映画『沈黙の艦隊 北極海大作戦』メインビジュアル (C)2025 Amazon Content Services LLC OR ITS AFFILIATES. All Rights Reserved. (C)かわぐちかいじ/講談社

原作でも大いに話題となった「政治劇」

 2025年9月26日に劇場公開される映画『沈黙の艦隊 北極海大作戦』では、核兵器を搭載して(いると思われる状態で)独立を宣言した原子力潜水艦「やまと」と、アメリカの最新鋭原子力潜水艦が北極の氷塊の下で決闘を繰り広げます。

 しかし本当の見どころは潜水艦同士の戦いだけではないかもしれません。

●「国連常設軍」という思考実験

 緊迫感あふれる潜水艦アクションだけでなく、国際政治の力学を映し出すのが政治劇『沈黙の艦隊』の真骨頂です。やまと艦長の「海江田」は、核兵器という圧倒的な武力を背景に、国際社会にとんでもない要求をぶつけます。

 その内容は、恒久的な平和を実現するための「国連常設軍」を設立し、「核兵器を搭載した原子力潜水艦の艦隊」を擁することで、「核抑止力を国益から切り離す」というのです。
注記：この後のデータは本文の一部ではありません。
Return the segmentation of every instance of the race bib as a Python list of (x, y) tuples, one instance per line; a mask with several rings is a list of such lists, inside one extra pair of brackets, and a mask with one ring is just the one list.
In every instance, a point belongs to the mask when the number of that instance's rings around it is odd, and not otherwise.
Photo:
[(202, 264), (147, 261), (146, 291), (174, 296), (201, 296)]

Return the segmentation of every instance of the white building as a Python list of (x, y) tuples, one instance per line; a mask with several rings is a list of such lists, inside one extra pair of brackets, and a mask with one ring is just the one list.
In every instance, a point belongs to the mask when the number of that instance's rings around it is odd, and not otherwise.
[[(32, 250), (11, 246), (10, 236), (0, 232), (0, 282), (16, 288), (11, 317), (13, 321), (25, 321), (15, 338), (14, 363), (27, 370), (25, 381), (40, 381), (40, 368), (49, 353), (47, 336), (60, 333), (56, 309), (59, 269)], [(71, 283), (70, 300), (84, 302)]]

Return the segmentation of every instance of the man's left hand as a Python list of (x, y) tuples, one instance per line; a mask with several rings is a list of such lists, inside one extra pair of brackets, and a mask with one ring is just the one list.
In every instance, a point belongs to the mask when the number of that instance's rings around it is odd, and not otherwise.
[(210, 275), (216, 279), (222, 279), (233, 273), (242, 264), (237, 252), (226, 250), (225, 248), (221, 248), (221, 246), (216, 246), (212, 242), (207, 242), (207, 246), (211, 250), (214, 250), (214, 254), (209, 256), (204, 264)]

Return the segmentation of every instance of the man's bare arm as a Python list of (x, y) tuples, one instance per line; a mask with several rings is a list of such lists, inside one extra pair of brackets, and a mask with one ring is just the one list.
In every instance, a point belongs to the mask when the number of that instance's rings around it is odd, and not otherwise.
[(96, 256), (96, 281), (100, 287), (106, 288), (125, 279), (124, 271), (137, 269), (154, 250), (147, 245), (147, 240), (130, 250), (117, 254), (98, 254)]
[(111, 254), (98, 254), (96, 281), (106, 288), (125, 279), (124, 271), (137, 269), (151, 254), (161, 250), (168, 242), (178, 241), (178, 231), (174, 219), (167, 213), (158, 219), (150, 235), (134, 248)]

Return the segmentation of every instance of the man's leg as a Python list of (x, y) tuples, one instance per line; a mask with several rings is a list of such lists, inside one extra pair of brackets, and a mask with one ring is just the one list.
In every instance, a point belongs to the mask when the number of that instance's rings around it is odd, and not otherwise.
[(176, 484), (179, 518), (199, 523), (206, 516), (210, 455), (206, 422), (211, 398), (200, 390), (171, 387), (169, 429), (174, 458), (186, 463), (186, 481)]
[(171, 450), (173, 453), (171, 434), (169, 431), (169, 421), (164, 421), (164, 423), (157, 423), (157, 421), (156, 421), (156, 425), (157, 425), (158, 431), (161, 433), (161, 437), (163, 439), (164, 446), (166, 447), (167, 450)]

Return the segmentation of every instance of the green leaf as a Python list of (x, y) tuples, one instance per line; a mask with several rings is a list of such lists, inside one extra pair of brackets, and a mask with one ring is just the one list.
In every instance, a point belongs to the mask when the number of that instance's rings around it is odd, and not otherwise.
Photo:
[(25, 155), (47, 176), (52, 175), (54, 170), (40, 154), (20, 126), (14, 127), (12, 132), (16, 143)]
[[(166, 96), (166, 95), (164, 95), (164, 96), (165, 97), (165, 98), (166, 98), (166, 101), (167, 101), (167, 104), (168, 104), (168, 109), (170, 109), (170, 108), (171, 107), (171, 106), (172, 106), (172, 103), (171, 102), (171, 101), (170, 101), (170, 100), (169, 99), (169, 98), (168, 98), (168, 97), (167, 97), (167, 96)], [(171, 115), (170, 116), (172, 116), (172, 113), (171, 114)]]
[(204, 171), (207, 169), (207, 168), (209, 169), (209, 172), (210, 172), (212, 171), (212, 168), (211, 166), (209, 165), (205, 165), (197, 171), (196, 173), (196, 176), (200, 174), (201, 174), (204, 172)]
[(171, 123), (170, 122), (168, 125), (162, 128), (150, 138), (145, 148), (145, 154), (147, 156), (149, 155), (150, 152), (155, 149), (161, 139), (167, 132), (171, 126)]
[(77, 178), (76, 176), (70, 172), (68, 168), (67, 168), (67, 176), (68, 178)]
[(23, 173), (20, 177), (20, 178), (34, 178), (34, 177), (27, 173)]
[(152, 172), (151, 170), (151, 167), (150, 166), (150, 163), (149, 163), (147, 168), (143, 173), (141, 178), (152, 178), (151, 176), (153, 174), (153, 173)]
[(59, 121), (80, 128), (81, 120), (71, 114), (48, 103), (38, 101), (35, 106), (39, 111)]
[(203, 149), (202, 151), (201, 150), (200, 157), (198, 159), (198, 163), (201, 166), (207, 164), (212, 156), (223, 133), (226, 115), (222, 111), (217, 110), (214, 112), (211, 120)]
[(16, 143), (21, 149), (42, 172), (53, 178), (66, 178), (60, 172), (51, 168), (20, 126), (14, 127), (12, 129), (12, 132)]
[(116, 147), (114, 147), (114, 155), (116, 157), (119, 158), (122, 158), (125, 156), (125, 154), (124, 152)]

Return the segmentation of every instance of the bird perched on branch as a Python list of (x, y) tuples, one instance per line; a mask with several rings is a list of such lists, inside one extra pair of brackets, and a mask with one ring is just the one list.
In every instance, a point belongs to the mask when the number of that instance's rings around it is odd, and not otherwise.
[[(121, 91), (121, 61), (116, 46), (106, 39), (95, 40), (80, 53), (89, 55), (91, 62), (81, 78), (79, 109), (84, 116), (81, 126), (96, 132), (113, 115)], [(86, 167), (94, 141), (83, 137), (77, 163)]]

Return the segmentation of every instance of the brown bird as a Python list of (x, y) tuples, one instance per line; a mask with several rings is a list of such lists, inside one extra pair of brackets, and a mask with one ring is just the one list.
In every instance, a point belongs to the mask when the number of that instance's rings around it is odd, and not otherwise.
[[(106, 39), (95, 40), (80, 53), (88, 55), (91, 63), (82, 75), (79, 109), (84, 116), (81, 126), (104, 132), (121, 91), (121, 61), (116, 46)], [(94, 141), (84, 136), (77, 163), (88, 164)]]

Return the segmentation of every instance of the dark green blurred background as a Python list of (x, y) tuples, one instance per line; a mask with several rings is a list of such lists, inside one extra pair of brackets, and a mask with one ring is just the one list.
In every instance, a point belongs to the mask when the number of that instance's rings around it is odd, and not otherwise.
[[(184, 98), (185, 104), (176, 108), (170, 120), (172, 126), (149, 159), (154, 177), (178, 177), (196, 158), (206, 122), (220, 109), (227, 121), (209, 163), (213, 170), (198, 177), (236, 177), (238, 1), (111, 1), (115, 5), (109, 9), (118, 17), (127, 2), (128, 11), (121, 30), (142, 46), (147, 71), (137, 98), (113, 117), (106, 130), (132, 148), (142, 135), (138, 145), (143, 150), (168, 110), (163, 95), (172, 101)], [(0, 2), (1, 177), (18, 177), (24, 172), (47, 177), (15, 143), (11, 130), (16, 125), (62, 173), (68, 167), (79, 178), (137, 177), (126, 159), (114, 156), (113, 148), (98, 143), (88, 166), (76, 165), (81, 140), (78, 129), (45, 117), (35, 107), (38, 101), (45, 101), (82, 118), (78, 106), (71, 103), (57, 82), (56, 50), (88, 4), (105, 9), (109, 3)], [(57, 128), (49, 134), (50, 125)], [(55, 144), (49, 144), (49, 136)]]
 あまりにも荒唐無稽ですが、「やまと」の圧倒的な戦闘力と、搭載された(と思われる)核兵器の脅威が、海江田の主張に説得力を持たせます。たった1隻の原子力潜水艦が謀反を起こしただけで、世界がいつ飛来するかわからない核ミサイルの脅威に慄(おのの)くのです。

●テレビ討論番組が作られた「やまと選挙」

 海江田が突きつけた主張は作中で多くの政治家に議論され、国政選挙の争点にもなります。
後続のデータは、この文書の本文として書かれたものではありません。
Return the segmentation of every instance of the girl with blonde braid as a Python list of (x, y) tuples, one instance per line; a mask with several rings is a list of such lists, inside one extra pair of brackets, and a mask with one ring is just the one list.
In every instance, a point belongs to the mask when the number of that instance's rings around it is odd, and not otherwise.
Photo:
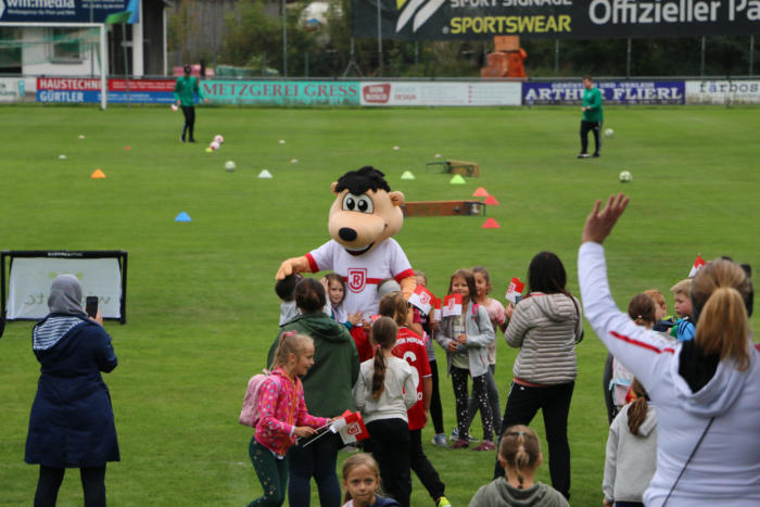
[(541, 443), (533, 430), (522, 424), (507, 428), (498, 445), (498, 461), (504, 467), (504, 477), (478, 490), (470, 500), (470, 507), (570, 507), (561, 493), (534, 480), (543, 458)]

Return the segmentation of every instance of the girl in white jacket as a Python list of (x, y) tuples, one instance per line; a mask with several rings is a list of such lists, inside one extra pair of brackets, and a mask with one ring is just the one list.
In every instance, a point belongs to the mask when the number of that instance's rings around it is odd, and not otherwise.
[[(645, 294), (646, 295), (646, 294)], [(649, 297), (649, 296), (647, 296)], [(636, 398), (612, 421), (601, 491), (605, 507), (644, 507), (642, 497), (657, 468), (657, 414), (644, 386), (633, 379)]]
[(752, 286), (744, 269), (718, 259), (692, 287), (696, 337), (670, 344), (636, 326), (615, 305), (601, 242), (629, 199), (597, 201), (579, 252), (588, 321), (657, 406), (657, 472), (644, 493), (649, 507), (760, 505), (760, 351), (749, 334)]
[(483, 421), (483, 442), (476, 451), (493, 451), (496, 448), (493, 443), (494, 415), (491, 411), (485, 383), (489, 372), (486, 346), (495, 339), (494, 330), (486, 309), (472, 301), (478, 294), (478, 289), (471, 270), (458, 269), (448, 283), (448, 293), (461, 294), (461, 315), (441, 319), (435, 341), (446, 350), (448, 372), (454, 385), (459, 440), (454, 442), (453, 447), (469, 446), (467, 377), (472, 377), (472, 395), (478, 400)]

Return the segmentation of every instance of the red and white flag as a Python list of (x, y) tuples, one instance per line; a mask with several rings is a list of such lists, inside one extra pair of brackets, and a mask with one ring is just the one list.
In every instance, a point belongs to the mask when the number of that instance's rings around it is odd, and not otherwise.
[(444, 317), (461, 315), (461, 294), (448, 294), (444, 297), (441, 312)]
[(697, 275), (697, 271), (699, 271), (699, 269), (701, 269), (701, 267), (706, 264), (707, 263), (705, 262), (702, 256), (697, 254), (697, 259), (694, 262), (694, 266), (692, 266), (692, 270), (688, 271), (688, 278), (694, 278)]
[(344, 411), (340, 419), (332, 421), (330, 431), (340, 434), (341, 440), (346, 445), (369, 438), (369, 431), (364, 426), (364, 419), (362, 419), (362, 414), (358, 411)]
[(425, 315), (430, 314), (430, 309), (433, 307), (433, 300), (435, 296), (427, 288), (422, 286), (417, 286), (415, 292), (409, 296), (409, 304), (419, 308)]
[(433, 301), (433, 320), (441, 321), (441, 300), (438, 297)]
[(525, 288), (525, 284), (520, 281), (519, 278), (512, 278), (509, 281), (509, 287), (507, 288), (507, 294), (506, 299), (507, 301), (511, 302), (511, 304), (516, 305), (518, 302), (518, 296), (522, 296), (522, 290)]

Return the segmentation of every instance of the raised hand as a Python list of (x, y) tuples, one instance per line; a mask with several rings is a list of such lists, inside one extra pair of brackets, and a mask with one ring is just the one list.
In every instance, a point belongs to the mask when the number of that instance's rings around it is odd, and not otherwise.
[(581, 242), (593, 241), (601, 244), (609, 233), (612, 232), (612, 227), (615, 227), (618, 218), (620, 218), (620, 215), (625, 211), (629, 201), (630, 199), (623, 193), (610, 195), (605, 208), (600, 212), (599, 207), (601, 206), (601, 201), (596, 201), (594, 210), (592, 210), (583, 226)]

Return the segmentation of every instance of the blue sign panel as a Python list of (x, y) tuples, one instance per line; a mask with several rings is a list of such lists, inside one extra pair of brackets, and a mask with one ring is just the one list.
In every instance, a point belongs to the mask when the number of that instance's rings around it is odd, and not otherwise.
[[(684, 81), (598, 81), (605, 104), (683, 104)], [(580, 81), (523, 83), (522, 103), (580, 104), (583, 101), (583, 84)]]

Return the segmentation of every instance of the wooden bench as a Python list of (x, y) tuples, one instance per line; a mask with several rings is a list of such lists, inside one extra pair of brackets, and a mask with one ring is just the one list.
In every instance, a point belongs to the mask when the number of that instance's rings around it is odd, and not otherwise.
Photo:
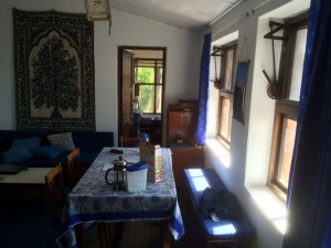
[(214, 222), (201, 212), (200, 200), (205, 187), (227, 191), (216, 172), (212, 169), (185, 169), (184, 175), (193, 206), (190, 208), (203, 229), (206, 247), (250, 247), (256, 231), (244, 214), (236, 220)]

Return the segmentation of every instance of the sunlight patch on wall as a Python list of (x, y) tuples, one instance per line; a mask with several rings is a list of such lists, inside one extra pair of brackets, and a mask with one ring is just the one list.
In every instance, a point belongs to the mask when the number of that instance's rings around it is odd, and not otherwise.
[(206, 139), (206, 145), (211, 149), (213, 155), (215, 155), (221, 161), (223, 166), (231, 166), (229, 151), (224, 148), (220, 141), (217, 141), (216, 139)]

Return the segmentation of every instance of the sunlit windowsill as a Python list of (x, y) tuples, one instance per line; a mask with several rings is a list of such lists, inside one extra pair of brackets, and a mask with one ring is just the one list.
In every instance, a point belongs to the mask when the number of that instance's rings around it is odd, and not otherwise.
[(231, 166), (229, 150), (222, 144), (217, 139), (206, 139), (206, 147), (213, 152), (213, 154), (221, 161), (225, 168)]
[[(206, 139), (206, 147), (220, 160), (221, 164), (225, 168), (231, 166), (229, 150), (217, 139)], [(266, 185), (246, 186), (246, 190), (264, 216), (273, 223), (280, 234), (285, 234), (287, 227), (286, 203)]]

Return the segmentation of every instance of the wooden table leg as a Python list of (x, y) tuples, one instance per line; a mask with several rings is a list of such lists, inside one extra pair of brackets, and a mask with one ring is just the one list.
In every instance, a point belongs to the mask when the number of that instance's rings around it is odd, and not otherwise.
[(169, 219), (162, 220), (163, 244), (162, 248), (170, 248)]
[(76, 242), (78, 248), (84, 248), (84, 223), (79, 223), (75, 226)]

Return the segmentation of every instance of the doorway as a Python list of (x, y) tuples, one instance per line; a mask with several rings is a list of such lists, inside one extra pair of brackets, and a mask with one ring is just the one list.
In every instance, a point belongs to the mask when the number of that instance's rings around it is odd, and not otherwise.
[(118, 47), (118, 143), (148, 133), (162, 145), (166, 47)]

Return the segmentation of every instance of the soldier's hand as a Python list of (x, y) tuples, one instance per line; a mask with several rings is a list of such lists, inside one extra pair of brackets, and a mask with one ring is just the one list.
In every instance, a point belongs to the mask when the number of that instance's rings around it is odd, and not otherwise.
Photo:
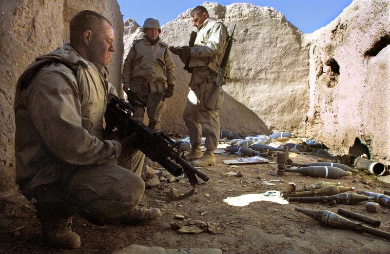
[(174, 85), (172, 84), (168, 84), (167, 90), (164, 94), (164, 98), (170, 98), (174, 95)]
[(129, 83), (123, 83), (123, 91), (126, 92), (126, 91), (129, 90), (129, 88), (130, 88), (130, 84)]
[(189, 46), (183, 46), (180, 47), (180, 49), (183, 52), (183, 56), (186, 58), (190, 57), (191, 56), (191, 47)]
[(169, 50), (171, 51), (171, 52), (174, 53), (175, 55), (178, 55), (179, 51), (180, 51), (180, 47), (174, 47), (173, 46), (170, 46), (169, 47)]

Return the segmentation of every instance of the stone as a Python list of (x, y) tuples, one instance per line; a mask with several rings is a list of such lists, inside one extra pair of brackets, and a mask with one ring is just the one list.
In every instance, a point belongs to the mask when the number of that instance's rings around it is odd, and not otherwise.
[(381, 211), (381, 206), (375, 202), (367, 202), (365, 205), (367, 211), (370, 213), (378, 213)]

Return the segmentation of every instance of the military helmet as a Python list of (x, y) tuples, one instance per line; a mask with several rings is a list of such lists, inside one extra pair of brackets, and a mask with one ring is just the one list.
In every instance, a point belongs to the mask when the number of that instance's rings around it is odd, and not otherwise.
[(154, 18), (148, 18), (145, 20), (142, 26), (142, 32), (145, 32), (145, 28), (157, 28), (158, 32), (161, 32), (161, 28), (160, 26), (160, 22), (158, 20)]

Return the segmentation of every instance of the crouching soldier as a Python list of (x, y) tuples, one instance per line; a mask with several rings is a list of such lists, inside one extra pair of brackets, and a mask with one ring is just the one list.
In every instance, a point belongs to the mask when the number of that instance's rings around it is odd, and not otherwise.
[(96, 223), (114, 216), (138, 222), (161, 212), (138, 206), (144, 156), (134, 151), (130, 170), (120, 167), (117, 159), (130, 142), (103, 138), (107, 103), (117, 94), (107, 79), (115, 51), (112, 25), (83, 11), (70, 31), (70, 44), (37, 58), (19, 78), (15, 153), (17, 182), (37, 200), (44, 240), (73, 249), (81, 243), (71, 227), (75, 212)]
 その熱はマンガの枠を飛び越えて、現実でも大きな話題となりました。1990年には国会の答弁で『沈黙の艦隊』の名前が登場します。

 さらに、1993年にはフジテレビで討論番組まで作られました。各界の専門家が原作マンガの政治家に成り代わって、日本国は自衛隊を手放して武力を国連に委ねるべきか、原子力潜水艦の国家「やまと」を承認するべきか、核兵器の抑止力とはどのようなものなのか、といった主張を補足し、真剣に議論したのです。

 そこでは、国際連合は機能不全であり戦争を止めたことは一度もないといった衝撃の事実や、国際連合が公平中立な組織ではなく、第二次世界大戦で勝利した戦勝国連合に過ぎないこと、そして敗戦国である日本にはいまだに「敵国条項」が突きつけられているといった、原作で触れられていない現実的な問題点が浮き彫りになりました。
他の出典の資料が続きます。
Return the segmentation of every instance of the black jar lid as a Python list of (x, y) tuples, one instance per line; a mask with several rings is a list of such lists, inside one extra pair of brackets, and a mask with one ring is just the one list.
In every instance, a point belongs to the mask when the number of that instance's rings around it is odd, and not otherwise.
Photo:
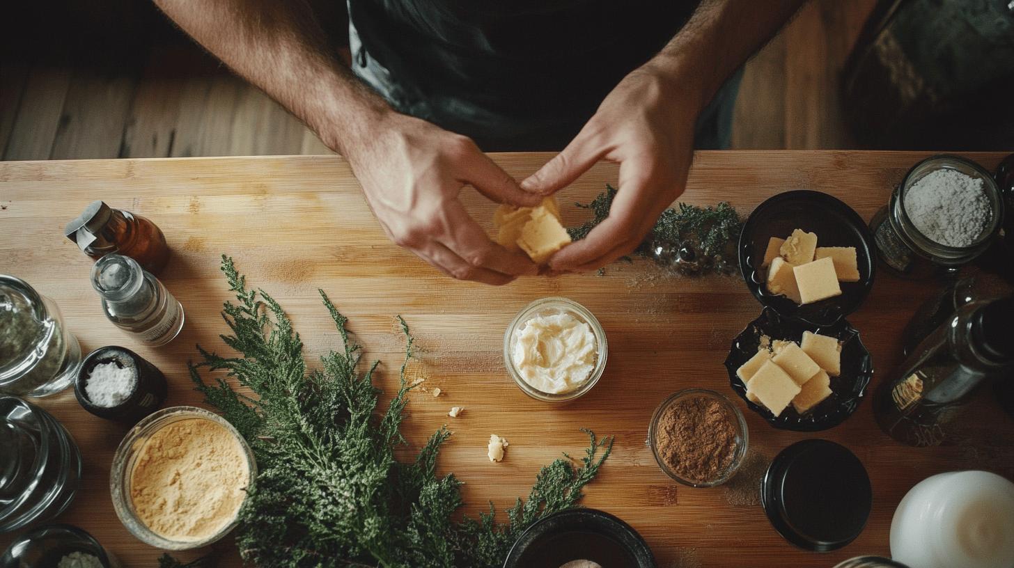
[(856, 454), (827, 440), (782, 450), (760, 481), (760, 503), (785, 540), (814, 552), (840, 549), (859, 536), (870, 514), (870, 477)]
[[(96, 365), (107, 362), (134, 370), (134, 390), (117, 406), (100, 407), (88, 399), (85, 383)], [(122, 422), (136, 422), (151, 414), (165, 401), (167, 392), (168, 383), (162, 371), (130, 349), (115, 345), (99, 347), (89, 353), (78, 366), (74, 381), (74, 395), (84, 410), (99, 418)]]

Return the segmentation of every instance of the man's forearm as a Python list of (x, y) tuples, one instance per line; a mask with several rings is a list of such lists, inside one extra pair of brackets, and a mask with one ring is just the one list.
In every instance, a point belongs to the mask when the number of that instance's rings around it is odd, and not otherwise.
[(155, 0), (184, 30), (347, 155), (386, 102), (339, 61), (304, 0)]
[(703, 0), (649, 65), (703, 108), (805, 0)]

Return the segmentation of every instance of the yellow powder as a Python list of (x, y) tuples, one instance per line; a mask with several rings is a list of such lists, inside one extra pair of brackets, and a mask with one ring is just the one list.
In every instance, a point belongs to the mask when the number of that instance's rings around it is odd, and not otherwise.
[(169, 541), (202, 541), (235, 517), (249, 467), (239, 441), (206, 418), (179, 420), (144, 442), (130, 496), (144, 524)]

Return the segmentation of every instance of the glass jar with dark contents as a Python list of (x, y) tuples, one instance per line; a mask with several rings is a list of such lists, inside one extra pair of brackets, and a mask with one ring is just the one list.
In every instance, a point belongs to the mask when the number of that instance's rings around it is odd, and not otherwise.
[[(907, 196), (921, 180), (939, 170), (953, 170), (982, 182), (990, 207), (990, 216), (982, 231), (970, 242), (952, 246), (924, 234), (907, 210)], [(906, 173), (891, 193), (890, 201), (873, 215), (870, 230), (883, 264), (906, 278), (925, 278), (941, 272), (953, 272), (975, 260), (990, 247), (1000, 231), (1004, 203), (1000, 190), (989, 171), (959, 156), (937, 155), (917, 163)]]

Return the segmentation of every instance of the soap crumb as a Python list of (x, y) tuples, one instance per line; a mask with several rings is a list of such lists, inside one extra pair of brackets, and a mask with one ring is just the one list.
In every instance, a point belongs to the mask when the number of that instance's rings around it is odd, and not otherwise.
[(496, 434), (490, 434), (490, 444), (486, 447), (486, 456), (490, 462), (502, 462), (504, 449), (508, 446), (507, 440)]

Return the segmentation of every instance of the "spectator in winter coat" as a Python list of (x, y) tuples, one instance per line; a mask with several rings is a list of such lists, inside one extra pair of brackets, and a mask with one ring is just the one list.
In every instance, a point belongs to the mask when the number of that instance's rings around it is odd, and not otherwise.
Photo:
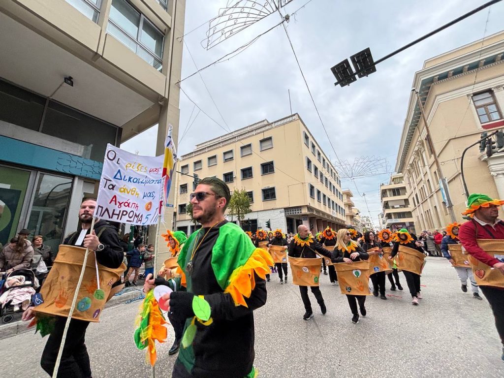
[(30, 269), (33, 247), (29, 240), (19, 236), (12, 238), (0, 252), (0, 272)]
[(133, 286), (137, 286), (137, 280), (138, 279), (138, 274), (140, 272), (140, 267), (142, 266), (142, 255), (145, 250), (145, 244), (139, 244), (138, 247), (135, 248), (128, 252), (127, 255), (131, 256), (130, 259), (130, 269), (128, 274), (124, 277), (124, 282), (127, 286), (130, 286), (130, 276), (135, 272), (135, 277), (133, 277)]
 マンガのパロディではなく、真剣な討論番組です。ソ連崩壊から2年後という時代、アメリカ一強となった国際秩序のなかで、冷戦下に大量に配備された核兵器や国連の在り方を問う声が現実社会にも広がったのでしょう。

●戦後体制の実態を再確認するタイミングかも?

 マンガ『沈黙の艦隊』は、1988年に連載が始まった作品です。日本が強い経済力を維持していたり、中国の影が薄かったりと、現在の国際情勢とはだいぶ状況が異なります。

 しかし原作を読み返すと、約40年も前から国際連合の機能不全が問題になっており、いまでも状況が変わっていないことに驚きます。日本とドイツの敵国条項についても同様です。死文化したという意見もありますが、いまだに削除されていないのです。

 また2022年から続くロシアによるウクライナ侵攻は、国際連合の機能不全を示す直近の実例だといえます。

 国際社会に不穏な影がかかっているこのタイミングで公開される映画『沈黙の艦隊』は、北極海でのスリリングな潜水艦バトルを楽しむエンタメであると同時に、国際社会における日本の立ち位置や、平和とは何かを改めて考えるきっかけを与えてくれるでしょう。